The departure of Carl Chinn from Radio WM has come as a bit of a surprise. He’s well-known and his audience fits the station’s demographic. I don’t know how popular his Sunday lunchtime show was, or which way the audience figures had gone recently, but Carl’s departure is another setback for any hopes that the region may enjoy a properly representative media presence. The show wasn’t exactly cutting edge, innovative radio. It wouldn’t win many awards. That, though, isn’t the point.
Carl Chinn’s show couldn’t have been made anywhere else, or broadcast in any other region. It was a local show, for local people, and if that sounds like a slight then it isn’t meant to be. It’s what local radio should be about. As with all of his work, Carl made ordinary people realise that their lives were worthy of recognition. He championed the area, its cultures and its people. That’s exactly what the remit of a local radio station, of any local media outlet, should be.

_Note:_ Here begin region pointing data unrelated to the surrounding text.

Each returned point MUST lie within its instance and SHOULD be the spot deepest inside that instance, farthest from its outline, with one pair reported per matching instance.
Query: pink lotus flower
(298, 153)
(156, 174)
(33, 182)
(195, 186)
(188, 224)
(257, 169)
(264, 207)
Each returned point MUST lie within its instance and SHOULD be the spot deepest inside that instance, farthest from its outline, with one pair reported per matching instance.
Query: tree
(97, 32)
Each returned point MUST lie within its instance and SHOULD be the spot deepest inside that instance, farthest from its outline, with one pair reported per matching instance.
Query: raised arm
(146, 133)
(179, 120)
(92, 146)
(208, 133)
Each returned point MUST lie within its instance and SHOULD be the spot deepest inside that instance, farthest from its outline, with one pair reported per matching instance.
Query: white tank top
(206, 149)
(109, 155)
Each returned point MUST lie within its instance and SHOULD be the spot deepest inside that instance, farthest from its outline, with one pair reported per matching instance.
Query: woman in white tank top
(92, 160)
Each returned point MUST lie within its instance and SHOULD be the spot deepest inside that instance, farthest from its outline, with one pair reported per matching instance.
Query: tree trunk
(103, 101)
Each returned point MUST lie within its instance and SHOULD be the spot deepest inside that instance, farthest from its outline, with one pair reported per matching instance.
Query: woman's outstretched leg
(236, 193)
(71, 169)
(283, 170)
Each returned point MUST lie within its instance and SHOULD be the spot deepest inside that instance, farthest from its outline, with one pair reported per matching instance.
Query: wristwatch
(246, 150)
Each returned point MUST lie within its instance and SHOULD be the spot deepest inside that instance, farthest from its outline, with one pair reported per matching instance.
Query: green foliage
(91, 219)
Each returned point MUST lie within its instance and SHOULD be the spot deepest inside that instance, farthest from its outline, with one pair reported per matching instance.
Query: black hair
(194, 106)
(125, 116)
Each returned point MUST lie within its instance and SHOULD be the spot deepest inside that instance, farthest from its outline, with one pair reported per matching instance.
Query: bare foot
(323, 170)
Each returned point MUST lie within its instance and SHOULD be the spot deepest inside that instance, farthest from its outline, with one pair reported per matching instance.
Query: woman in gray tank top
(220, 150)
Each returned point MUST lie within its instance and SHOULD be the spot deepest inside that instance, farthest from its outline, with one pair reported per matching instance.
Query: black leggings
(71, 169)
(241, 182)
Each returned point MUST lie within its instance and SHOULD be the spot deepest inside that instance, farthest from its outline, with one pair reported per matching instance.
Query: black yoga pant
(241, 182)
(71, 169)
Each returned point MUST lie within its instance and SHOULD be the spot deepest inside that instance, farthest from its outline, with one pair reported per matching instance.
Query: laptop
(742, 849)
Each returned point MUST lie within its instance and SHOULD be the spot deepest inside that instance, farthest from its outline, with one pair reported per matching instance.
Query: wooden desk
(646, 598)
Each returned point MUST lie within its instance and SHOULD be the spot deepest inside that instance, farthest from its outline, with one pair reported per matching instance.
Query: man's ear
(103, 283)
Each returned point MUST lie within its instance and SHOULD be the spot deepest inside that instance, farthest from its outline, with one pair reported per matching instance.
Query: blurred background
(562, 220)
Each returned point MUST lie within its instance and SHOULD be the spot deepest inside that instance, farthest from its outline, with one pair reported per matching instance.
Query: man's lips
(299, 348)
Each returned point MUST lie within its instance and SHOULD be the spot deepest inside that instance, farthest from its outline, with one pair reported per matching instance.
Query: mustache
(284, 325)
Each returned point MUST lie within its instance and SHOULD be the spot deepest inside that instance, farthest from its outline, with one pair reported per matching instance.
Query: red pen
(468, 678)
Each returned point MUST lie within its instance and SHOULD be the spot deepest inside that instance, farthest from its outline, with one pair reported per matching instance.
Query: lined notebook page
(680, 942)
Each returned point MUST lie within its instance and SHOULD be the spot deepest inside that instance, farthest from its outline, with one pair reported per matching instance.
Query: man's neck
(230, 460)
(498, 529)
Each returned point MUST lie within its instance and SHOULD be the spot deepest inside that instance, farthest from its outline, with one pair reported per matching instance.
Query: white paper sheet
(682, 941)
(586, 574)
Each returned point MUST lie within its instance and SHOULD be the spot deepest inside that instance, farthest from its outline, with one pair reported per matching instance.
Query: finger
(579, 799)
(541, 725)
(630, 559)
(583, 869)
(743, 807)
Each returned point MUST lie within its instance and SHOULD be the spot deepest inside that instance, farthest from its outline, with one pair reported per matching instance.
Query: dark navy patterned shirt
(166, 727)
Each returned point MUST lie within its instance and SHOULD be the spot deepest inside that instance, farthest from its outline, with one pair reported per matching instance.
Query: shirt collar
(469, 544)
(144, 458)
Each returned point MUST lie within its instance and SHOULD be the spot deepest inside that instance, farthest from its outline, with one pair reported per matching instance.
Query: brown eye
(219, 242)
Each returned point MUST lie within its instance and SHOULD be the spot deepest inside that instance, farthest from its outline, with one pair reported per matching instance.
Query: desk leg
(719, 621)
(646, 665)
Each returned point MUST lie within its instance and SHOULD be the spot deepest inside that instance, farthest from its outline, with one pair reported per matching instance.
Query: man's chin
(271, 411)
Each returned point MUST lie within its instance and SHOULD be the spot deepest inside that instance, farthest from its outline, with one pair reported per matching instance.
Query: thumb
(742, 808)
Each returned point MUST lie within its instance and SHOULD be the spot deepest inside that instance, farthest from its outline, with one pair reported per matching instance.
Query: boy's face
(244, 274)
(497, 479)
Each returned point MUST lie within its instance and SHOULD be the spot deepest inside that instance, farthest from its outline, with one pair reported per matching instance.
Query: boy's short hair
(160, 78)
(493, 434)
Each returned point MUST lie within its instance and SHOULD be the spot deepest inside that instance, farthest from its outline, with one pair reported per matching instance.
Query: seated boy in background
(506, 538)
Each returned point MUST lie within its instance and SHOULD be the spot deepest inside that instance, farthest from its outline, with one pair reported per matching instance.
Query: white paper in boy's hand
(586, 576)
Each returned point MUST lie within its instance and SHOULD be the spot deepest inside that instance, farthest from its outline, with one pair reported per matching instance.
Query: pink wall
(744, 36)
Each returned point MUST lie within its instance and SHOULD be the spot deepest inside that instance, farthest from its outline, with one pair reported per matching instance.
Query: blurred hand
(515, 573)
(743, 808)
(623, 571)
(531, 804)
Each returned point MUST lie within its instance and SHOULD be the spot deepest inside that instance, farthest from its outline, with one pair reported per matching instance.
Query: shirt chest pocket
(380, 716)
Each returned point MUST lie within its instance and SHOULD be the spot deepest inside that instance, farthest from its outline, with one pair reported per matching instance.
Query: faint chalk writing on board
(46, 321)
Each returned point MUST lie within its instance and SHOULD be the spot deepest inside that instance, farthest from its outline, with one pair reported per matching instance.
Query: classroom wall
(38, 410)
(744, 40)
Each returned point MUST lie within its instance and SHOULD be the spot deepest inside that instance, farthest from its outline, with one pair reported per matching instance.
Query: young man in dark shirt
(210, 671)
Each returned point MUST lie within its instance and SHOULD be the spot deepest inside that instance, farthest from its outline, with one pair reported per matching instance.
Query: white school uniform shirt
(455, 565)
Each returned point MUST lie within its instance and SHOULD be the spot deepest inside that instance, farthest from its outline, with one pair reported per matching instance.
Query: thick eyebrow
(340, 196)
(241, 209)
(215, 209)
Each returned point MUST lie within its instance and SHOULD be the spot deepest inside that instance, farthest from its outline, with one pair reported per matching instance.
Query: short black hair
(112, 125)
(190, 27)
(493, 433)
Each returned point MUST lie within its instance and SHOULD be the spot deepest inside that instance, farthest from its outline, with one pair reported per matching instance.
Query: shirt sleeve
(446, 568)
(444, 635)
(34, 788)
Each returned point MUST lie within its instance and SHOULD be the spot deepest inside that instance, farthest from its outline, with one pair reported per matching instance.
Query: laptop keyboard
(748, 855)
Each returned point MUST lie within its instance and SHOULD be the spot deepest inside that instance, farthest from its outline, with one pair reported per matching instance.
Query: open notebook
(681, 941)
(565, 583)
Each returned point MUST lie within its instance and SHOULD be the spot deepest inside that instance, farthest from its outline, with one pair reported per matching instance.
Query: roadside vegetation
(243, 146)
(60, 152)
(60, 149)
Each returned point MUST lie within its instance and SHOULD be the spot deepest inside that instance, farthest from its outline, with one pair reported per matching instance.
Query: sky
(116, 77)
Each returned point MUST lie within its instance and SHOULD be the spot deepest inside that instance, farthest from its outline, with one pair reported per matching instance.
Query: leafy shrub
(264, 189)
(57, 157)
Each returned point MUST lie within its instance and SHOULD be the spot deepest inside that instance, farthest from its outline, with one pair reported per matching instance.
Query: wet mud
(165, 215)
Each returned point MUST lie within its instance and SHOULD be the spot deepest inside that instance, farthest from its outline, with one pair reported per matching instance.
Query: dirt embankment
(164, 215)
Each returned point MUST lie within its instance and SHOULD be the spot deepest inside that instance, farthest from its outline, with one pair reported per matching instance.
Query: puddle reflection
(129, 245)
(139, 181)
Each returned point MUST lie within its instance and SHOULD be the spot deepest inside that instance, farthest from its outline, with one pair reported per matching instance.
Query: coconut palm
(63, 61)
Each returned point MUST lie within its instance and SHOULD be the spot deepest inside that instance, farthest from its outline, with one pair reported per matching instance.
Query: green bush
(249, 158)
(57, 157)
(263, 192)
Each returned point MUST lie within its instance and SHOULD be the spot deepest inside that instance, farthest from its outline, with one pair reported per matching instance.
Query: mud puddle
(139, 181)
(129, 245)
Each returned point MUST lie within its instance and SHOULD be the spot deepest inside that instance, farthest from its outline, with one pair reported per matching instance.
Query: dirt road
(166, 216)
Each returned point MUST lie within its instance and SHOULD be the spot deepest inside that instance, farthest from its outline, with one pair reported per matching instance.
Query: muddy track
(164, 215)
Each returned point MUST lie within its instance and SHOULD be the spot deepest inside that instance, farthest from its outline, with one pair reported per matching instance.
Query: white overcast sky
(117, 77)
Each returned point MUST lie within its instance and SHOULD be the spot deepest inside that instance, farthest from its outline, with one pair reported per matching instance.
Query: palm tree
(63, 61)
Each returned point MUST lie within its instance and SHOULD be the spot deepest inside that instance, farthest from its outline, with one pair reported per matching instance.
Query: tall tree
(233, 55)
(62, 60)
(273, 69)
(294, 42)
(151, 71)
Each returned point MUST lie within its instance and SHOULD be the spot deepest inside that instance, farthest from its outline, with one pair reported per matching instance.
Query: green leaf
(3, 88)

I’d like to think that Carl will be replaced by a new arrival at WM, bringing with them a fresh approach and an innovative show. Instead, there will inevitably be yet another reactionary chat-show or more bland musical output, fitting in with the station’s outlook of unchallenging conformity. Looking at their weekday scheduling, sport apart there isn’t a programme that couldn’t be broadcast from, and to, any other part of the country. Only the place names differ.
In an interview with the Mail that followed his departure from WM, Carl asked where the young local presenters were coming through. It’s a fair point, because there’s little sign on that station, or for that matter any of the other stations ostensibly aimed at local listeners, of any emerging new talent. Local radio should be a breeding ground for future stars yet, Adrian Goldberg apart, there isn’t any presenter with the spark of originality that marks a good broadcaster – and Adrian first worked for WM over a decade ago. They’re not championing local talent, they’re cutting back on local-orientated programming. What, then, is the point of Radio WM?